In this study of 68 patients with tumorigenic malignant melanoma, comprehensive staging and long-term clinical follow-up, high levels of ALDH1 activity as interpreted by immunohistochemical staining was associated with better patient outcomes. Odds of 10-year melanoma-specific death was lower by a factor of ~0.9 for each 10-point increase in H-Score. Using multivariate analysis, ALDH1 H-score was also found to be an independent prognostic marker (P-value=0.034). Overall, the data support that higher ALDH1 activity in this cohort correlated with better prognosis.

As noted above, studies have linked ALDH1 levels with both positive and negative prognostic significance depending on the type of cancer studied. Our finding of higher levels of ALDH1’s association with better prognosis in melanoma mirrors similar findings in non-small cell lung cancer23, 26 but contrasts with data on breast cancer6, 11 and leukemia,13 where higher ALDH1 levels correlated with poor prognosis. These apparent discrepancies between ALDH1 expression in different tumors and clinical outcomes could reflect the notion that ALDH1, a ubiquitous metabolic enzyme, may serve different functions in each organ system, and thus may have a specific role in each organ’s tumor biology. Its positive correlation with prognosis suggests that ALDH1 expression is unlikely to serve as a cancer stem cell marker for melanoma in the way it may in breast cancer, where ALDH1 expression is believed to correlate with cancer stem cell status. Moreover, it may be a marker of differentiation rather than undifferentiation.
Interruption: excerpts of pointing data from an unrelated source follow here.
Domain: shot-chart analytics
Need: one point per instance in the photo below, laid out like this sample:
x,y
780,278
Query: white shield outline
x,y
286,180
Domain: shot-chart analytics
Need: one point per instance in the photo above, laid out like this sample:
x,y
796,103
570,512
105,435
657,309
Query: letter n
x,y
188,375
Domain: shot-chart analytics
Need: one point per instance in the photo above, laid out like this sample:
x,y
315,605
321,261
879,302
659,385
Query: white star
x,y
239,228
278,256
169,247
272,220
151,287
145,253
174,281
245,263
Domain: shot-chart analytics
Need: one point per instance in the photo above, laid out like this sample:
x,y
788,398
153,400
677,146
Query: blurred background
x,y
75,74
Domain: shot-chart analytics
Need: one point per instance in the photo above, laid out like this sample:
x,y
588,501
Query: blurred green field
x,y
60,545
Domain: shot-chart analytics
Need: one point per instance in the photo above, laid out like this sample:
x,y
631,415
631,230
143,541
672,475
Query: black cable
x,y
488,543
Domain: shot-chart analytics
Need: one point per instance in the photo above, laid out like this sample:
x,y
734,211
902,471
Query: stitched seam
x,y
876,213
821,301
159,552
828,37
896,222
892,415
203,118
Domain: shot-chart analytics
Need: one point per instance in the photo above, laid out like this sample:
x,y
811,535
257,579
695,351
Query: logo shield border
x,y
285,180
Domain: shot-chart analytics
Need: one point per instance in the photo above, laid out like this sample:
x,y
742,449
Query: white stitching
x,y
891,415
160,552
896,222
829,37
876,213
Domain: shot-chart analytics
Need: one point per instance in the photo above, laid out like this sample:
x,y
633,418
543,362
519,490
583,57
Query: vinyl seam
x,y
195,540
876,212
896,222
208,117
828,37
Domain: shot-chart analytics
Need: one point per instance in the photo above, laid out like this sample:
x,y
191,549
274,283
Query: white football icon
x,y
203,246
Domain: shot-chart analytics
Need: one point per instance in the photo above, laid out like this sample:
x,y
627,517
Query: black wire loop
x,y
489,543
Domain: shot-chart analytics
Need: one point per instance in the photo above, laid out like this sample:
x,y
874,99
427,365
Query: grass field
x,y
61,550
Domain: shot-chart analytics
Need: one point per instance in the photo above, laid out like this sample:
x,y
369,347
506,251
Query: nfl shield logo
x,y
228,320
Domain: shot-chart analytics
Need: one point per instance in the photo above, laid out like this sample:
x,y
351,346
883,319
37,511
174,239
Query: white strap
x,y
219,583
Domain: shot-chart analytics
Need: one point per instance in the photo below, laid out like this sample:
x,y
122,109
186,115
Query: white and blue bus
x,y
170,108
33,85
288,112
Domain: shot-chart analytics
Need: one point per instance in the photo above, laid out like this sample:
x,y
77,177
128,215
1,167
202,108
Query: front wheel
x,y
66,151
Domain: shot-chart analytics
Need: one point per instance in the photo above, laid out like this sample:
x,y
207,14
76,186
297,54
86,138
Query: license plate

ALDH1 is important for tumor cell proliferation, survival, and resistance to chemotherapeutic agents. Small molecules that inhibit ALDH1 functions have been developed, such as diethylaminobenzaldehyde and disulfiram. Therefore, targeted therapy to ALDH1 may be tested in preclinical models and future clinical trials. However, as noted above, the effects of ALDH1 expression on tumor growth and metastasis appear to be tumor-type specific. To better target ALDH1 for therapy, additional studies are needed to understand the mechanisms underlying functional role of ALDH1 in different tumor types.